During my weekly shop at Waitrose I had the very unusual experience of bumping into three old cricket opponents: Malcolm Sykes, Ray Leeks and Terry Cockerton. The Leeks brothers of Nowton were bitter enemies of Brockley cricket team. We once bowled all of them out for a duck! But you would never have known it such was Ray’s desire to reminisce. I could barely shake him off. Terry could remember the occasion the opening batsman for Tuddenham hit LP, in-swing bowler extraordinary, into the river where the ball could not be found even after much searching. LP was distraught. He was given an old ball which he desperately tried to shine but with no success. He could no longer swing the ball and he retired from the fray to mutter in the outfield about conspiracy theories. What fun it all used to be. Nothing compares with it now!

(4) Autumn In early September I went with Tom and Stuart to a relatively new Suffolk Wildlife Trust Reserve. It took in the Black Bourne valley near Norton. We did the mile and a half circular walk. It was a distinctive landscape of ancient hedges, small woods, deep ditches and old, unimproved meadows on the valley floor – much as I can remember from my youth. We found another garden centre and sat down to fat currant buns with homemade jam and big cups of frothy, hot chocolate. Later in the month I did the West Stow country park walk with my friends John and Marion Skull. It was a boiling hot day. The sweat poured off me and my back ached – so with the exception of the company - the ramble could have been more enjoyable. On we went to the Risby Castle and Crown for a meal. There I sat down to a pint of shandy. Rarely have I enjoyed a drink more – it slid down reviving my flagging spirits.

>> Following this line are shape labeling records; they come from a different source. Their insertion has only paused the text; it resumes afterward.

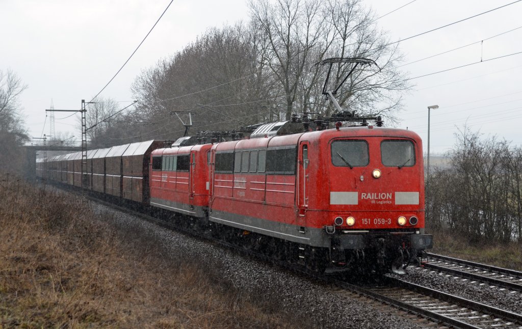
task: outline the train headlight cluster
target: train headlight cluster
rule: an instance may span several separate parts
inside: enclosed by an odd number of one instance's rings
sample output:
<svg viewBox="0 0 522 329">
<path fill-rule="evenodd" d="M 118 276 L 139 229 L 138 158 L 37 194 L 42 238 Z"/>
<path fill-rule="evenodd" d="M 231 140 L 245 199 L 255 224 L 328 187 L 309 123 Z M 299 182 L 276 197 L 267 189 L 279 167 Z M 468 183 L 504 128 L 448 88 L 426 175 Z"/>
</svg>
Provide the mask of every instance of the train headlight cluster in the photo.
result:
<svg viewBox="0 0 522 329">
<path fill-rule="evenodd" d="M 373 171 L 372 172 L 372 176 L 373 176 L 374 178 L 378 178 L 381 177 L 381 170 L 378 169 L 374 169 Z"/>
<path fill-rule="evenodd" d="M 406 217 L 401 216 L 397 219 L 397 223 L 401 226 L 404 226 L 406 224 Z"/>
<path fill-rule="evenodd" d="M 353 226 L 355 223 L 355 219 L 350 216 L 350 217 L 346 218 L 346 225 L 349 226 Z"/>
<path fill-rule="evenodd" d="M 334 224 L 335 224 L 336 226 L 340 226 L 342 225 L 342 217 L 336 217 L 335 219 L 334 220 Z"/>
<path fill-rule="evenodd" d="M 413 225 L 414 226 L 415 225 L 417 225 L 418 223 L 419 223 L 419 218 L 415 217 L 414 216 L 412 216 L 411 217 L 410 217 L 410 225 Z"/>
</svg>

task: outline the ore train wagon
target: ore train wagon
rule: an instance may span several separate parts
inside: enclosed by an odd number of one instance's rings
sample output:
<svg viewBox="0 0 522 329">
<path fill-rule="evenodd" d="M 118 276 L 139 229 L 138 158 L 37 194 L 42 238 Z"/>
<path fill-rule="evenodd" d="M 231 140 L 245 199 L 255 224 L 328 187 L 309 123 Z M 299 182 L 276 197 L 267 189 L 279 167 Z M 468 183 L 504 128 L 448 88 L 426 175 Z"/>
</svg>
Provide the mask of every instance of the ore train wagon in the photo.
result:
<svg viewBox="0 0 522 329">
<path fill-rule="evenodd" d="M 84 188 L 188 215 L 206 233 L 321 270 L 401 272 L 431 247 L 417 134 L 372 126 L 288 133 L 290 125 L 268 124 L 239 141 L 93 150 Z M 39 161 L 38 175 L 77 186 L 78 157 Z"/>
</svg>

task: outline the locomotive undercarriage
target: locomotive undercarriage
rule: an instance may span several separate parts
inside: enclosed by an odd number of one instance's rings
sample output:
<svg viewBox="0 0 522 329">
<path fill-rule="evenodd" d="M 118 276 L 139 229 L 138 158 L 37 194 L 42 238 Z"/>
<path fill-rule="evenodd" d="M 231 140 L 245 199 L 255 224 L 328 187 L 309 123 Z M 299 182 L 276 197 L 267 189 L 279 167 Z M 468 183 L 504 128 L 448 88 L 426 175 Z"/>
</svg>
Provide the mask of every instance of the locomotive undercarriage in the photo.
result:
<svg viewBox="0 0 522 329">
<path fill-rule="evenodd" d="M 405 274 L 410 264 L 420 264 L 422 250 L 431 245 L 431 236 L 426 235 L 373 234 L 337 235 L 330 239 L 329 258 L 333 269 L 361 269 L 377 274 L 390 269 Z"/>
</svg>

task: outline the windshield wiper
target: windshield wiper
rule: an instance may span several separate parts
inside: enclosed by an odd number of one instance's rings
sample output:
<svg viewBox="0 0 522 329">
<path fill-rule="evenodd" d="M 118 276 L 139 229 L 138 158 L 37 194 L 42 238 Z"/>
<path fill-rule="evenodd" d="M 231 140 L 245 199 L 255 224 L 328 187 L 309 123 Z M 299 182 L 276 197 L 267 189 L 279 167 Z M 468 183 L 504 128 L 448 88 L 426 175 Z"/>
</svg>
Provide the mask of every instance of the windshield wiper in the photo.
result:
<svg viewBox="0 0 522 329">
<path fill-rule="evenodd" d="M 339 154 L 338 152 L 336 152 L 335 153 L 337 153 L 337 155 L 339 155 L 339 157 L 340 157 L 341 159 L 342 159 L 342 161 L 345 162 L 345 163 L 348 165 L 348 166 L 350 167 L 350 169 L 353 169 L 353 166 L 352 166 L 352 165 L 350 164 L 350 163 L 347 161 L 346 159 L 342 157 L 342 155 L 341 155 L 341 154 Z"/>
<path fill-rule="evenodd" d="M 405 166 L 405 165 L 406 165 L 406 164 L 407 164 L 407 163 L 408 163 L 408 162 L 410 162 L 410 160 L 411 160 L 411 159 L 413 159 L 413 155 L 412 155 L 412 156 L 411 156 L 411 157 L 410 157 L 410 159 L 408 159 L 408 160 L 407 160 L 406 161 L 406 162 L 405 162 L 405 163 L 403 163 L 402 164 L 401 164 L 401 165 L 400 165 L 400 166 L 399 166 L 398 167 L 397 167 L 397 168 L 398 168 L 399 169 L 400 169 L 400 168 L 402 168 L 402 167 L 404 167 L 404 166 Z"/>
</svg>

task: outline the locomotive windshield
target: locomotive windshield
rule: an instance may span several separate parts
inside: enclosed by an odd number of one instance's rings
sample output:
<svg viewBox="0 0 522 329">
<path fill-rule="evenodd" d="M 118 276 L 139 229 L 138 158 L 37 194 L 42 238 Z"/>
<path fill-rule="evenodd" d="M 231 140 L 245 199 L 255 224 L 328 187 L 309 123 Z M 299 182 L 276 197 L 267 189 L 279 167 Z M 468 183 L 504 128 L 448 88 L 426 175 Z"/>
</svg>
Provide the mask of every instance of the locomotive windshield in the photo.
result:
<svg viewBox="0 0 522 329">
<path fill-rule="evenodd" d="M 331 163 L 337 167 L 368 165 L 368 143 L 363 140 L 336 141 L 331 143 Z"/>
<path fill-rule="evenodd" d="M 412 167 L 415 165 L 415 149 L 409 140 L 385 140 L 381 143 L 381 159 L 388 167 Z"/>
</svg>

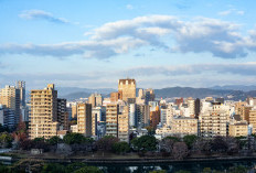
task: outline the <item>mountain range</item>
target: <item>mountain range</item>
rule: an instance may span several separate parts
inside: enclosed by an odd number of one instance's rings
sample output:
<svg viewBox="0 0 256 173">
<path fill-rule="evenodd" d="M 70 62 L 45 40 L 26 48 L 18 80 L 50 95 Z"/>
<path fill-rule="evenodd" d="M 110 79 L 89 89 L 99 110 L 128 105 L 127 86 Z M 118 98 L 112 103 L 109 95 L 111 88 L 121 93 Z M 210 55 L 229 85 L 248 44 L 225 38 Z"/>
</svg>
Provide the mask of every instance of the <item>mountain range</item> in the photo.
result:
<svg viewBox="0 0 256 173">
<path fill-rule="evenodd" d="M 78 88 L 78 87 L 58 87 L 60 98 L 66 98 L 67 100 L 75 100 L 79 98 L 89 97 L 93 93 L 102 94 L 104 97 L 109 97 L 111 91 L 116 91 L 113 88 Z M 137 89 L 138 90 L 138 89 Z M 214 86 L 211 88 L 192 88 L 192 87 L 168 87 L 162 89 L 154 89 L 156 98 L 171 98 L 171 97 L 193 97 L 204 98 L 211 97 L 232 97 L 233 100 L 244 100 L 248 96 L 256 97 L 256 86 L 243 86 L 243 85 L 227 85 L 227 86 Z"/>
</svg>

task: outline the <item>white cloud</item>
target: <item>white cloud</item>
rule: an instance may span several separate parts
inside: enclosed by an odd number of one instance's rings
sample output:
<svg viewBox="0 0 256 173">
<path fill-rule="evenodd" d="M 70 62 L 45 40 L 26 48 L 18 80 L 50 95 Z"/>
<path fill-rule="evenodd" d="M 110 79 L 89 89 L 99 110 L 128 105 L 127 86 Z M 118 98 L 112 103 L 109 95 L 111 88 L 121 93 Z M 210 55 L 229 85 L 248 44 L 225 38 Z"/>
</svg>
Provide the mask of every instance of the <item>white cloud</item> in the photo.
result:
<svg viewBox="0 0 256 173">
<path fill-rule="evenodd" d="M 26 20 L 41 19 L 41 20 L 46 20 L 46 21 L 54 22 L 54 23 L 70 23 L 70 21 L 67 21 L 66 19 L 56 18 L 52 13 L 43 11 L 43 10 L 23 11 L 19 17 L 26 19 Z"/>
<path fill-rule="evenodd" d="M 128 10 L 134 10 L 134 6 L 127 4 L 127 6 L 126 6 L 126 9 L 128 9 Z"/>
<path fill-rule="evenodd" d="M 106 23 L 85 33 L 88 39 L 58 44 L 2 44 L 0 54 L 33 54 L 109 58 L 150 45 L 170 53 L 211 53 L 222 58 L 245 57 L 256 52 L 254 30 L 242 36 L 239 25 L 209 18 L 190 21 L 171 15 L 147 15 Z M 169 39 L 169 40 L 167 40 Z"/>
</svg>

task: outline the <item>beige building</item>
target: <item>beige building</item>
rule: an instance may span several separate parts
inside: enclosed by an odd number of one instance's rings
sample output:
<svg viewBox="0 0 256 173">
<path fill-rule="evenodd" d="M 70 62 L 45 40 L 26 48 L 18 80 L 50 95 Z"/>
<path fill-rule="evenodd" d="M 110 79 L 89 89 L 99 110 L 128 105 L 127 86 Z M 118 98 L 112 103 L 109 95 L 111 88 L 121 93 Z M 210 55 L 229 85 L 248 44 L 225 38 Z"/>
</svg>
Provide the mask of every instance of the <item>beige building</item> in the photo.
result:
<svg viewBox="0 0 256 173">
<path fill-rule="evenodd" d="M 253 133 L 256 133 L 256 108 L 249 111 L 248 123 L 253 126 Z"/>
<path fill-rule="evenodd" d="M 200 132 L 202 137 L 226 137 L 230 108 L 214 102 L 213 106 L 200 115 Z"/>
<path fill-rule="evenodd" d="M 247 137 L 248 136 L 248 123 L 246 121 L 230 123 L 228 134 L 231 137 Z"/>
<path fill-rule="evenodd" d="M 72 118 L 77 118 L 77 105 L 72 105 Z"/>
<path fill-rule="evenodd" d="M 77 132 L 85 137 L 92 136 L 92 105 L 77 104 Z"/>
<path fill-rule="evenodd" d="M 136 80 L 135 79 L 119 79 L 118 93 L 121 93 L 121 99 L 128 101 L 128 98 L 136 99 Z"/>
<path fill-rule="evenodd" d="M 199 120 L 190 117 L 178 117 L 171 121 L 171 131 L 175 136 L 186 136 L 199 133 Z"/>
<path fill-rule="evenodd" d="M 71 126 L 71 132 L 78 132 L 77 125 L 72 125 Z"/>
<path fill-rule="evenodd" d="M 162 138 L 166 138 L 168 136 L 172 136 L 171 127 L 163 125 L 162 128 L 159 128 L 156 130 L 156 134 L 161 136 Z"/>
<path fill-rule="evenodd" d="M 0 90 L 0 105 L 14 111 L 14 123 L 19 123 L 21 109 L 20 109 L 20 89 L 14 86 L 7 85 L 6 88 Z"/>
<path fill-rule="evenodd" d="M 124 106 L 121 113 L 118 115 L 118 139 L 129 142 L 129 107 Z"/>
<path fill-rule="evenodd" d="M 106 109 L 106 136 L 118 138 L 118 112 L 119 107 L 116 104 L 107 105 Z"/>
<path fill-rule="evenodd" d="M 54 84 L 46 88 L 31 90 L 29 137 L 52 138 L 57 134 L 57 91 Z"/>
<path fill-rule="evenodd" d="M 88 104 L 92 104 L 92 107 L 103 106 L 103 96 L 100 94 L 92 94 L 88 98 Z"/>
</svg>

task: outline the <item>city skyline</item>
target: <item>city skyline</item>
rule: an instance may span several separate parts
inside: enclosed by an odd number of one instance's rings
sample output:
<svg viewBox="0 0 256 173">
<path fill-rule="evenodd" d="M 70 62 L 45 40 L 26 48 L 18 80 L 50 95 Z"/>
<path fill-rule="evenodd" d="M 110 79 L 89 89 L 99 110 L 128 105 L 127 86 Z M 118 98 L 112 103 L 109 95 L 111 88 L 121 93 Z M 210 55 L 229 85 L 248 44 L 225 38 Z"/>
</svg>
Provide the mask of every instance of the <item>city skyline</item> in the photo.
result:
<svg viewBox="0 0 256 173">
<path fill-rule="evenodd" d="M 256 85 L 256 2 L 147 2 L 1 0 L 0 86 Z"/>
</svg>

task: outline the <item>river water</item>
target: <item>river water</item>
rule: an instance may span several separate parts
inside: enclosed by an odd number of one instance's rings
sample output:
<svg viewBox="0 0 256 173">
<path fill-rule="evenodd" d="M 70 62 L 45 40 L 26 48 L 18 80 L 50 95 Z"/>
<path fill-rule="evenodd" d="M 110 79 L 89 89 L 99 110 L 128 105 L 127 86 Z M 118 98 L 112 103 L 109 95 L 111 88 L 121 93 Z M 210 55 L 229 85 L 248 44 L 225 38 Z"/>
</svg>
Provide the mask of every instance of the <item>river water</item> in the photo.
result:
<svg viewBox="0 0 256 173">
<path fill-rule="evenodd" d="M 204 167 L 211 170 L 228 172 L 231 167 L 243 165 L 248 169 L 249 173 L 255 172 L 256 160 L 243 161 L 200 161 L 184 163 L 156 163 L 156 164 L 92 164 L 98 166 L 105 173 L 148 173 L 154 170 L 166 170 L 168 173 L 175 173 L 184 170 L 191 173 L 200 173 Z"/>
</svg>

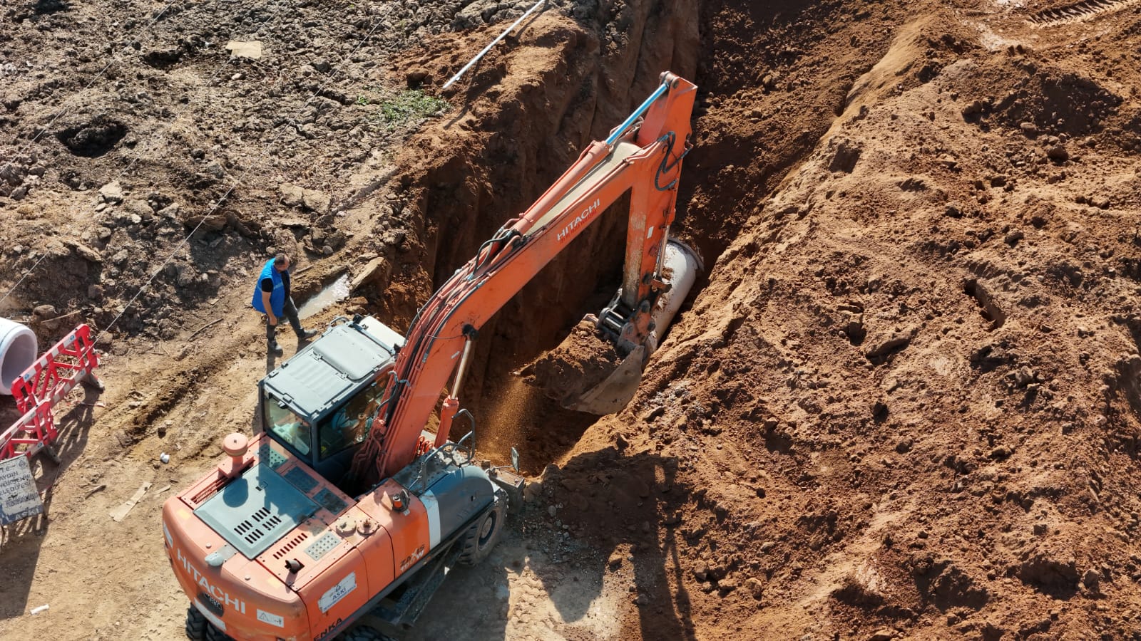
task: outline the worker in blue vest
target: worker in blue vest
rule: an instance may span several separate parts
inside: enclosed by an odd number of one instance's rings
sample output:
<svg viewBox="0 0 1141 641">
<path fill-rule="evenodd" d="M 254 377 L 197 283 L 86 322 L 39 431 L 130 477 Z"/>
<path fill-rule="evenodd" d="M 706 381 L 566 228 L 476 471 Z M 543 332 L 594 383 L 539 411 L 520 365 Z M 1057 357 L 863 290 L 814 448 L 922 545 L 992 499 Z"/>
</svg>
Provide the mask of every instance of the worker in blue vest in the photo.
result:
<svg viewBox="0 0 1141 641">
<path fill-rule="evenodd" d="M 269 352 L 276 355 L 282 354 L 276 338 L 282 316 L 289 319 L 299 341 L 317 335 L 316 331 L 302 327 L 301 319 L 297 317 L 297 306 L 289 292 L 289 255 L 280 253 L 270 258 L 261 268 L 258 285 L 253 290 L 253 309 L 266 315 L 266 341 L 269 343 Z"/>
</svg>

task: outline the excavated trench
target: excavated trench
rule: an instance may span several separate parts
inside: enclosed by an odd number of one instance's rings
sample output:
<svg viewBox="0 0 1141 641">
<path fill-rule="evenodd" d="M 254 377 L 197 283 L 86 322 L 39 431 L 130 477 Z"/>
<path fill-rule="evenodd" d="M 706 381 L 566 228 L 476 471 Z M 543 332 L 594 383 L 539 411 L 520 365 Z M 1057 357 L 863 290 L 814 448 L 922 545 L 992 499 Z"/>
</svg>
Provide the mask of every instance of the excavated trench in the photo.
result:
<svg viewBox="0 0 1141 641">
<path fill-rule="evenodd" d="M 842 65 L 795 80 L 758 72 L 815 66 L 803 60 L 811 60 L 812 47 L 828 43 L 816 40 L 815 27 L 836 10 L 830 3 L 741 8 L 632 1 L 610 5 L 593 19 L 548 15 L 534 21 L 513 46 L 482 62 L 462 90 L 446 96 L 464 109 L 411 140 L 397 161 L 402 170 L 393 181 L 393 201 L 415 226 L 421 260 L 394 269 L 393 283 L 402 284 L 396 290 L 424 295 L 440 285 L 669 70 L 699 87 L 694 151 L 672 229 L 705 260 L 696 295 L 707 279 L 718 278 L 721 252 L 760 213 L 766 195 L 812 148 L 843 104 L 856 72 Z M 798 36 L 803 42 L 790 47 Z M 864 51 L 867 66 L 877 48 Z M 442 59 L 444 51 L 429 47 L 396 74 L 439 82 L 446 68 L 434 65 Z M 796 95 L 796 108 L 787 107 L 778 84 Z M 502 462 L 515 445 L 523 466 L 537 472 L 597 420 L 556 407 L 516 371 L 557 346 L 616 291 L 625 211 L 624 202 L 612 206 L 480 330 L 461 398 L 479 417 L 485 455 Z M 420 298 L 395 297 L 382 287 L 366 293 L 383 301 L 382 314 L 400 322 L 411 318 Z"/>
</svg>

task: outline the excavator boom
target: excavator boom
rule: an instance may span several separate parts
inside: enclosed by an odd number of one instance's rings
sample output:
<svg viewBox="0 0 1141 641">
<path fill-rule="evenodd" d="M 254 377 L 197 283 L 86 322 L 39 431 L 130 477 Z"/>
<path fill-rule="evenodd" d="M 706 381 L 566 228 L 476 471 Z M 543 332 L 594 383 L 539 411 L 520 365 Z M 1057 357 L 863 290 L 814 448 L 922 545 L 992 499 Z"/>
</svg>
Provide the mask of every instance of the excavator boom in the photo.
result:
<svg viewBox="0 0 1141 641">
<path fill-rule="evenodd" d="M 439 390 L 456 371 L 464 343 L 626 190 L 630 212 L 621 302 L 629 314 L 617 342 L 628 348 L 645 343 L 654 330 L 650 303 L 662 289 L 658 274 L 695 92 L 693 83 L 663 74 L 657 90 L 623 124 L 606 140 L 592 143 L 523 216 L 508 221 L 432 294 L 405 336 L 388 383 L 383 421 L 374 423 L 354 461 L 357 474 L 383 479 L 413 460 L 421 430 Z M 459 386 L 452 389 L 459 392 Z M 453 404 L 451 415 L 454 411 Z M 451 415 L 442 416 L 437 446 L 447 439 Z"/>
</svg>

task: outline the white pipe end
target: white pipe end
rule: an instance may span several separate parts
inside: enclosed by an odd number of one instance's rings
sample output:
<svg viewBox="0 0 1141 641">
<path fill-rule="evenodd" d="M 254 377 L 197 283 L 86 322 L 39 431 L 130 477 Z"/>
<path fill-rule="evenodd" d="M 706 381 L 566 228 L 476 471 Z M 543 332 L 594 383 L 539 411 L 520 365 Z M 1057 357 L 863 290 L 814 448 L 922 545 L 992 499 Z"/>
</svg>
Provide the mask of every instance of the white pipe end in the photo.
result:
<svg viewBox="0 0 1141 641">
<path fill-rule="evenodd" d="M 38 351 L 32 330 L 0 318 L 0 395 L 11 396 L 11 384 L 35 363 Z"/>
</svg>

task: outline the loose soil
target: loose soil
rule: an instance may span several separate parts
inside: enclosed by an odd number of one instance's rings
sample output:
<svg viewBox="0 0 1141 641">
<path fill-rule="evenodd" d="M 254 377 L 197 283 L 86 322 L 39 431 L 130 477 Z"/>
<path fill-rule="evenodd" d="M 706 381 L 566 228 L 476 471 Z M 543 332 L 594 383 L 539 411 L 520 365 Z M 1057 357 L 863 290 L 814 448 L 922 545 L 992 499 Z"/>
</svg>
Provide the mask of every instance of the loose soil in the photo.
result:
<svg viewBox="0 0 1141 641">
<path fill-rule="evenodd" d="M 1141 636 L 1136 3 L 552 2 L 448 90 L 527 3 L 230 5 L 0 10 L 0 313 L 100 330 L 107 383 L 2 530 L 0 636 L 181 638 L 159 509 L 251 428 L 266 258 L 403 330 L 665 70 L 691 307 L 600 420 L 513 372 L 620 213 L 482 328 L 461 396 L 534 482 L 408 638 Z"/>
</svg>

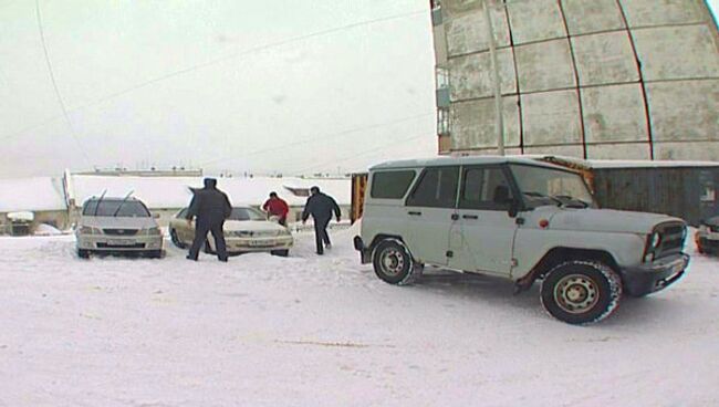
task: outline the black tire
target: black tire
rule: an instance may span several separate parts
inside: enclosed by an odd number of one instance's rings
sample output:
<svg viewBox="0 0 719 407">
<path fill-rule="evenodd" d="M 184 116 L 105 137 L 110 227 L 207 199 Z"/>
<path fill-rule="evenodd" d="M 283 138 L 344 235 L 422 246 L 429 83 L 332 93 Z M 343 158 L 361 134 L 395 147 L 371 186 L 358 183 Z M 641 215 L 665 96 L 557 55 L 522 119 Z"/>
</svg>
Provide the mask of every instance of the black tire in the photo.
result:
<svg viewBox="0 0 719 407">
<path fill-rule="evenodd" d="M 272 251 L 270 251 L 270 254 L 272 254 L 272 255 L 279 255 L 279 257 L 282 257 L 282 258 L 286 258 L 288 255 L 290 255 L 290 250 L 288 250 L 288 249 L 284 249 L 284 250 L 272 250 Z"/>
<path fill-rule="evenodd" d="M 90 259 L 90 250 L 77 249 L 77 257 L 81 259 Z"/>
<path fill-rule="evenodd" d="M 590 324 L 609 316 L 622 299 L 622 279 L 600 261 L 571 260 L 545 275 L 542 306 L 570 324 Z"/>
<path fill-rule="evenodd" d="M 415 262 L 407 247 L 396 239 L 383 240 L 375 247 L 372 264 L 381 280 L 397 285 L 411 284 L 423 270 L 423 265 Z"/>
<path fill-rule="evenodd" d="M 179 240 L 179 237 L 177 236 L 177 230 L 175 229 L 169 230 L 169 239 L 173 241 L 173 244 L 175 244 L 178 249 L 187 249 L 187 244 L 183 243 L 183 241 Z"/>
<path fill-rule="evenodd" d="M 212 246 L 210 246 L 209 240 L 205 241 L 205 249 L 202 251 L 205 251 L 206 254 L 217 254 L 215 250 L 212 250 Z"/>
</svg>

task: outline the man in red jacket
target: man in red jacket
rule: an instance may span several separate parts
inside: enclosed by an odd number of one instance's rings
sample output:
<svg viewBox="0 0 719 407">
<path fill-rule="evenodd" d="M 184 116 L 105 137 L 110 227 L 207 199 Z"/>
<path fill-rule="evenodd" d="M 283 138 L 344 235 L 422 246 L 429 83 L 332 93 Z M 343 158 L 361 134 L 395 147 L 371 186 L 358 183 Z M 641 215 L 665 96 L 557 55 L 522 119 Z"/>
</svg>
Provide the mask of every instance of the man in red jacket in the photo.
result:
<svg viewBox="0 0 719 407">
<path fill-rule="evenodd" d="M 282 198 L 278 197 L 277 192 L 270 192 L 270 199 L 262 205 L 262 210 L 270 216 L 280 218 L 280 225 L 288 226 L 288 212 L 290 207 Z"/>
</svg>

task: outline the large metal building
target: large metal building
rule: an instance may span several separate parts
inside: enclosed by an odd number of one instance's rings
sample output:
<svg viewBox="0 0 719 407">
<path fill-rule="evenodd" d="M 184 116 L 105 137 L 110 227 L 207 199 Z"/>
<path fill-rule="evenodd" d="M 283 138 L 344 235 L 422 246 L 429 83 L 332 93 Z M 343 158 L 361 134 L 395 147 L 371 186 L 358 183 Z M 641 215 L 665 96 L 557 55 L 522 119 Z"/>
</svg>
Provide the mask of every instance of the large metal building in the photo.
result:
<svg viewBox="0 0 719 407">
<path fill-rule="evenodd" d="M 440 154 L 719 159 L 704 0 L 430 4 Z"/>
</svg>

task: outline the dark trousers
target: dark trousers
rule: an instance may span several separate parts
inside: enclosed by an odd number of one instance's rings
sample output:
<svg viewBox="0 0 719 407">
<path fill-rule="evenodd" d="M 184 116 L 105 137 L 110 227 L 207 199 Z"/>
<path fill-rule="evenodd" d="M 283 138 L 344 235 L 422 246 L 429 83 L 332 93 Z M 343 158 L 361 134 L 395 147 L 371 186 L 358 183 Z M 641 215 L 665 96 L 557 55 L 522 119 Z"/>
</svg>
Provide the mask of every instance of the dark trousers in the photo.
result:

I think I mentioned last year how much I enjoyed listening to Ireland West Music. I always perk up when the announcer says, “And now for the late, great, Joe Dolan.” I actually laugh for joy when he sings, “It’s you, it’s you, it’s you.” The song contains the line, ‘I’ve never been in love before.’ Joe sings it with such pathos and longing as to send shivers down my spine.

In October I hired two brothers to replace the pipes that take rainwater away from the house and the soak-a-ways to which they drain. They managed to get their digger through the back door of the garage with millimetres to spare. It was an education watching them operate the digger. I think they could have used it to scratch my back if I had asked them. They did a good job – refreshed by numerous cups of coffee.

This year I have paid many, many visits. Undoubtedly the saddest have been to see Mr Peter Chaffey who has declined rapidly with dementia and prostate cancer over the last couple of years. If anything shakes my faith it is the plight of Christians whom God has promised to protect, humiliated by dementia. However, Peter was well cared for and was granted a degree of peace until he passed away. It is a measure of Peter’s attractive personality that all of my brothers speak highly of him. Paul wrote to me: I feel I owe Peter and Edna a great deal spiritually. I have lots of happy memories of FOY and Peter’s bubbly, effervescent personality. His commitment to our Lord was also a great example to us.

My mother cajoled me into a ministry of visitation when I was about eighteen. She was herself a great visitor. Mother got me to visit Miss Ward and Mrs Ada Challis who were both in their eighties. I have been visiting the elderly ever since. However, I am getting to the age when it is about time some sweet young things came and visited me!!! I can hear my brother Philip, if he has read this far, saying, “In your dreams JR.”

All through October I read a daily account of Philip and Sandra’s adventures in Australia – numerous encounters with all kinds of wildlife – from leeches to the duck billed platypus, an endless succession of sandy bays and gorgeous sunsets, tropical rainforest and waterfalls of varying degrees of grandeur, idyllic evenings paddling in the softly lapping sea – and so on and so on. In the end I felt constrained to let Philip know about the highlights of MY week: a hedgehog in the garden and a haircut!

Well – that’s about it. I am grateful for the loyal support of those who attend our chapel, the hospitality of Christian friends, the few who express appreciation of my website and to God for his help thus far. I hope He will continue to keep me sane, safe and saved – AND you too. God bless you all – John.